This is Mazon Monday post #316.  What’s your favorite Mazon Creek fossil?  Tell us at email:esconi.info@gmail.com.


Today, we have Sublepidophloios protuberans, which is a species of lycopsid branch. It’s very common, actually the most common form of lycopsid bark in the Mazon Creek fossil flora.

George Langford thought the various forms of Sublepidophloios represented growth stages of the plants. He used the name Lepidophloios laricinus to designate the infant form.

Recall that paleobotany uses form genera as a strategy to identify plant parts. If you aren’t familiar with the concept, there is a good explanation in ESCONI’s “Keys to Identify Pennsylvanian Fossil Plants of the Mazon Creek Area”.

THE CONCEPT OF FORM-GENERA IN IDENTIFYING FOSSIL PLANTS

Biologists and paleobiologists who study and classify organisms often find biological structures that cannot be confidently assigned to any known organismic species. Such structures — mostly parts, life-stages, or sedimentary traces of organisms contain considerable biological information and provide insights into the morphology, life-style, and behavior of past (and present) species. For example, for many present-day fungi, both the asexual and sexual stages of the life-cycle is known, but each stage cannot be causally linked to the other. These stages may have separate, taxonomic names, yet belong to the same species. Similarly, trace fossils distinctively-shaped impressions and burrows indicating particular behavioral habits are given separate taxonomic names, and are not assuredly linked to any known fossil species.

And so it is with fossil plants, in which particular organs are preserved in isolation from other organs belonging to the same plant species. Thus plant leaves, roots, stems, fruits, seeds, and even pollen or spores, have separate taxonomic names. These names are termed “form genera”. Several form-genera, each designating a specific part of the plant, can refer to a single fossil plant species, but it is often impossible to know which leaf-genus is associated with which seed-genus or pollen-genus, and so on.

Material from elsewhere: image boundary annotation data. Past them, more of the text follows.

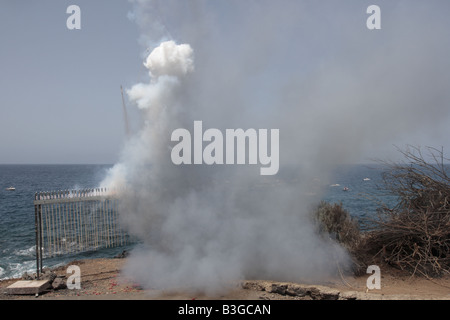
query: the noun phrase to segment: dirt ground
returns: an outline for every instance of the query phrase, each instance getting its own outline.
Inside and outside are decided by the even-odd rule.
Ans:
[[[450,277],[425,279],[410,277],[392,269],[381,273],[381,289],[368,290],[366,281],[370,275],[361,277],[339,277],[317,285],[282,283],[268,280],[246,280],[233,284],[233,289],[217,295],[164,290],[145,290],[139,284],[125,279],[121,268],[125,259],[92,259],[73,261],[81,270],[81,289],[48,290],[39,296],[8,295],[6,287],[18,281],[0,281],[0,299],[42,299],[42,300],[311,300],[318,295],[313,292],[331,292],[332,297],[342,299],[372,300],[450,300]],[[59,276],[68,276],[67,266],[53,270]],[[289,288],[307,286],[309,294],[290,294]],[[311,289],[313,288],[313,289]],[[285,290],[286,289],[286,290]],[[297,290],[295,289],[295,290]],[[317,291],[317,290],[318,291]],[[294,291],[295,291],[294,290]]]

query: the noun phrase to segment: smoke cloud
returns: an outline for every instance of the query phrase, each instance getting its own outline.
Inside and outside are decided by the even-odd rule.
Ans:
[[[382,2],[382,30],[369,31],[369,4],[352,1],[131,2],[152,48],[149,80],[127,90],[141,127],[102,183],[124,190],[122,222],[143,242],[125,272],[149,288],[208,291],[242,278],[319,281],[345,267],[345,250],[308,218],[316,187],[336,164],[448,119],[442,10]],[[195,120],[279,129],[278,175],[172,164],[171,133]]]

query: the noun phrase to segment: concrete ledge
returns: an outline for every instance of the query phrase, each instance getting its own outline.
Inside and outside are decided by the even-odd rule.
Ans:
[[[39,294],[50,288],[50,280],[20,280],[6,288],[7,294]]]

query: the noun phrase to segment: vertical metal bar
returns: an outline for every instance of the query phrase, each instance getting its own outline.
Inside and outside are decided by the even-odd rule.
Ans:
[[[42,233],[43,231],[43,221],[42,221],[42,204],[39,205],[39,209],[38,209],[38,213],[39,213],[39,268],[40,268],[40,272],[42,273],[42,261],[44,260],[44,256],[42,254]],[[38,278],[39,279],[39,278]]]
[[[37,200],[37,193],[34,195],[34,200]],[[39,279],[39,221],[38,221],[38,205],[34,205],[34,222],[36,229],[36,278]]]

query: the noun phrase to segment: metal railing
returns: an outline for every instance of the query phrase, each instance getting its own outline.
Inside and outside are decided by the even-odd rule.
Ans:
[[[38,192],[34,199],[37,277],[45,258],[129,242],[120,228],[118,199],[106,189]]]

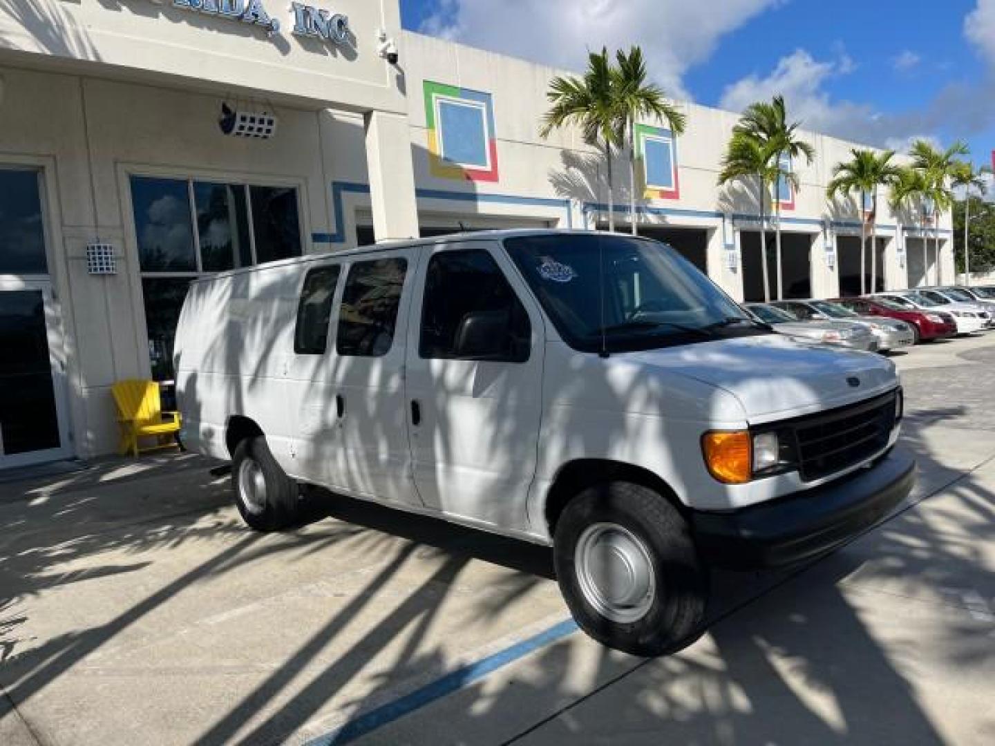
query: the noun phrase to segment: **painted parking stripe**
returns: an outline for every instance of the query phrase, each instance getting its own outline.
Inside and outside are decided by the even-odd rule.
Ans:
[[[308,741],[306,746],[332,746],[333,744],[337,746],[354,741],[360,736],[421,709],[437,699],[459,691],[474,681],[524,657],[530,653],[534,653],[540,648],[573,635],[577,629],[577,623],[572,619],[560,622],[538,635],[509,646],[475,663],[457,668],[452,673],[447,673],[442,678],[438,678],[420,689],[415,689],[410,694],[370,710],[365,715],[348,721],[331,733]]]

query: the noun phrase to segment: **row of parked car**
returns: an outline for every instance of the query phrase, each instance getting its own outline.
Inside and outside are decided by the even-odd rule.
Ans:
[[[995,328],[995,286],[919,287],[746,307],[782,334],[868,352]]]

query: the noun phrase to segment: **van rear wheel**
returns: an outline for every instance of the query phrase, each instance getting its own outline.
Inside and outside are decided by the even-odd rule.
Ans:
[[[684,517],[648,487],[608,482],[571,500],[556,523],[556,576],[580,628],[635,655],[662,655],[699,632],[708,596]]]
[[[299,519],[298,483],[281,468],[263,436],[246,438],[236,447],[232,487],[243,520],[257,531],[280,531]]]

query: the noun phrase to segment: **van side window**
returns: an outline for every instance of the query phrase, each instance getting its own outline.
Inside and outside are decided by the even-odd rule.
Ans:
[[[339,355],[383,357],[390,352],[407,272],[404,259],[352,265],[338,311]]]
[[[321,267],[311,270],[304,278],[294,335],[294,351],[298,355],[323,355],[327,349],[331,301],[341,272],[338,265]]]
[[[523,363],[531,341],[525,307],[490,254],[432,257],[422,304],[422,358]]]

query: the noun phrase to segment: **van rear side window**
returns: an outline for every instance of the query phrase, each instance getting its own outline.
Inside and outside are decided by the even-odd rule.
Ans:
[[[341,273],[342,268],[335,265],[311,270],[304,278],[294,335],[294,351],[298,355],[323,355],[328,348],[331,301]]]
[[[404,259],[352,265],[338,312],[339,355],[383,357],[390,352],[407,272]]]

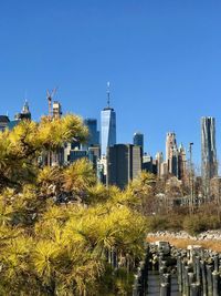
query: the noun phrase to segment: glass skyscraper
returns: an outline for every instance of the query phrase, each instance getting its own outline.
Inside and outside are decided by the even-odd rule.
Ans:
[[[144,153],[144,134],[143,133],[135,133],[134,134],[134,145],[135,146],[140,146],[141,147],[141,151]]]
[[[214,118],[201,119],[202,177],[210,180],[218,175]]]
[[[102,156],[107,153],[107,147],[116,144],[116,113],[113,108],[105,108],[102,111]]]
[[[84,124],[88,129],[87,142],[83,145],[83,149],[87,150],[91,146],[99,145],[99,132],[97,131],[97,120],[96,119],[85,119]]]

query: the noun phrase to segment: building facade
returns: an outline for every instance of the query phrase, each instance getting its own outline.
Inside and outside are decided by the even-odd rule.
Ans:
[[[214,118],[201,118],[201,175],[203,180],[218,175]]]
[[[144,153],[144,134],[136,132],[134,134],[133,142],[135,146],[140,146]]]
[[[107,147],[116,144],[116,113],[113,108],[105,108],[101,113],[102,156],[107,153]]]
[[[83,150],[88,150],[91,146],[99,145],[99,132],[97,131],[97,120],[96,119],[85,119],[84,124],[88,129],[88,139],[85,144],[82,145]]]
[[[124,188],[141,172],[143,153],[140,146],[116,144],[107,149],[107,185]]]

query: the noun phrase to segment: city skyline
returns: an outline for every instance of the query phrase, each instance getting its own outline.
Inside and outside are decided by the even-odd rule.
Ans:
[[[1,114],[12,119],[28,99],[39,120],[46,90],[59,86],[64,113],[98,120],[110,81],[118,143],[140,131],[155,155],[176,132],[186,147],[194,143],[200,165],[200,119],[213,116],[221,155],[219,1],[23,0],[0,8]]]

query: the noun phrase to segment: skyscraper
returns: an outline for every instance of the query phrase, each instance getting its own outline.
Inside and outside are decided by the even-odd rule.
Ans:
[[[14,120],[17,120],[17,121],[19,121],[19,120],[31,120],[31,112],[30,112],[29,103],[28,103],[27,100],[24,102],[22,111],[14,115]]]
[[[178,155],[177,155],[177,140],[175,133],[167,133],[166,139],[166,162],[168,165],[168,172],[177,175],[178,172]]]
[[[134,134],[133,140],[134,140],[134,145],[135,146],[140,146],[141,151],[144,153],[144,134],[137,132],[137,133]]]
[[[141,147],[116,144],[107,149],[107,184],[124,188],[141,172]]]
[[[218,175],[214,118],[201,118],[201,170],[203,180]]]
[[[96,119],[85,119],[84,124],[88,129],[88,140],[83,144],[83,149],[87,150],[91,146],[99,145],[99,132],[97,131],[97,120]]]
[[[107,106],[101,115],[102,156],[105,156],[107,147],[116,144],[116,113],[109,106],[109,83],[107,83]]]
[[[54,119],[60,119],[61,118],[61,115],[62,115],[62,105],[60,104],[60,102],[57,102],[57,101],[53,102],[52,111],[53,111],[53,118]]]

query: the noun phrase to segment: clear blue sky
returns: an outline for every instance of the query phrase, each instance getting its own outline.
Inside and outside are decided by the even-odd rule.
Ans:
[[[117,142],[144,132],[165,152],[168,131],[200,159],[200,118],[217,119],[221,156],[221,1],[0,1],[0,113],[46,113],[59,86],[63,111],[97,118],[106,82],[117,113]]]

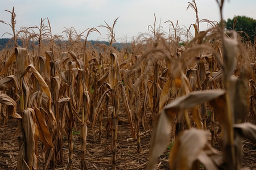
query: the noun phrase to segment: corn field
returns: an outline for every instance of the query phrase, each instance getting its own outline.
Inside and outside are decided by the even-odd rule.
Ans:
[[[53,35],[47,18],[16,31],[6,10],[0,169],[255,169],[256,44],[224,29],[224,2],[220,23],[193,0],[188,29],[164,32],[155,15],[121,47],[118,18],[99,26],[109,45],[92,45],[97,28]]]

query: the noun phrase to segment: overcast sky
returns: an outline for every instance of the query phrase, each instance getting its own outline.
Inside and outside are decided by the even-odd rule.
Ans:
[[[189,8],[188,2],[192,0],[1,0],[0,20],[11,22],[11,15],[5,11],[11,11],[15,7],[16,15],[16,29],[20,27],[39,26],[41,18],[48,18],[53,34],[64,35],[65,27],[73,27],[79,33],[88,28],[97,27],[101,33],[92,33],[89,40],[107,40],[106,29],[97,27],[105,25],[105,21],[112,26],[119,17],[115,26],[116,39],[137,37],[140,33],[148,33],[148,26],[154,23],[154,14],[156,17],[157,26],[168,31],[171,20],[179,20],[180,27],[188,28],[196,21],[195,13]],[[225,19],[235,15],[245,15],[256,19],[255,0],[225,1],[224,10]],[[220,20],[219,9],[216,0],[196,0],[199,10],[199,19]],[[47,20],[46,25],[48,25]],[[184,28],[184,27],[183,27]],[[200,25],[200,31],[207,28],[205,24]],[[0,37],[5,32],[11,32],[9,26],[0,23]]]

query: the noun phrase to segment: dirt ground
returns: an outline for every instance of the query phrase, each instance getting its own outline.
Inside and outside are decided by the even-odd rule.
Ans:
[[[150,145],[151,131],[148,127],[144,131],[141,129],[141,144],[142,151],[138,153],[137,140],[131,138],[129,125],[126,117],[119,115],[121,121],[118,125],[118,134],[117,156],[117,169],[144,169],[148,160],[148,152]],[[248,121],[255,124],[255,121],[249,117]],[[106,120],[106,119],[105,119]],[[105,124],[104,124],[105,123]],[[104,122],[104,125],[105,125]],[[0,126],[0,169],[16,169],[16,160],[18,154],[18,134],[15,131],[18,126],[18,121],[9,118],[5,126]],[[81,141],[79,131],[79,125],[74,129],[73,169],[81,169]],[[106,126],[103,126],[101,141],[99,141],[98,125],[92,129],[88,125],[86,159],[88,169],[111,169],[112,148],[111,137],[107,139]],[[63,155],[64,163],[58,164],[57,169],[66,169],[68,160],[68,147],[67,139],[64,139]],[[39,144],[40,146],[40,144]],[[242,167],[249,169],[256,169],[256,145],[250,141],[243,142],[243,155]],[[168,169],[168,149],[159,157],[158,164],[155,169]],[[45,163],[42,157],[39,158],[39,168],[44,169]],[[49,169],[49,167],[47,169]],[[204,169],[201,168],[201,169]]]

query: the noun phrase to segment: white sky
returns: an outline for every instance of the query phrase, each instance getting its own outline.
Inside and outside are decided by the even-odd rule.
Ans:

Furthermore, in some cases it is clear that structures assigned to one form were actually produced by two or more different kinds of plants, e.g., Lepidophylloides produced by both Sigillaria and Lepidodendron. Therefore, even when we can demonstrate, or hypothesize, that two or more form-genera are actually part of a single plant species, we cannot be certain that all fragmentary specimens of the genera are correctly treated in this way. For these reasons, form-genera are an indispensable, if slightly confusing, tool in identifying fossil plants.

Sublepidophloios protuberans appears on pages 12 and 13 of Jack Wittry’s “A Comprehensive Guide to the Mazon Creek Fossil Flora”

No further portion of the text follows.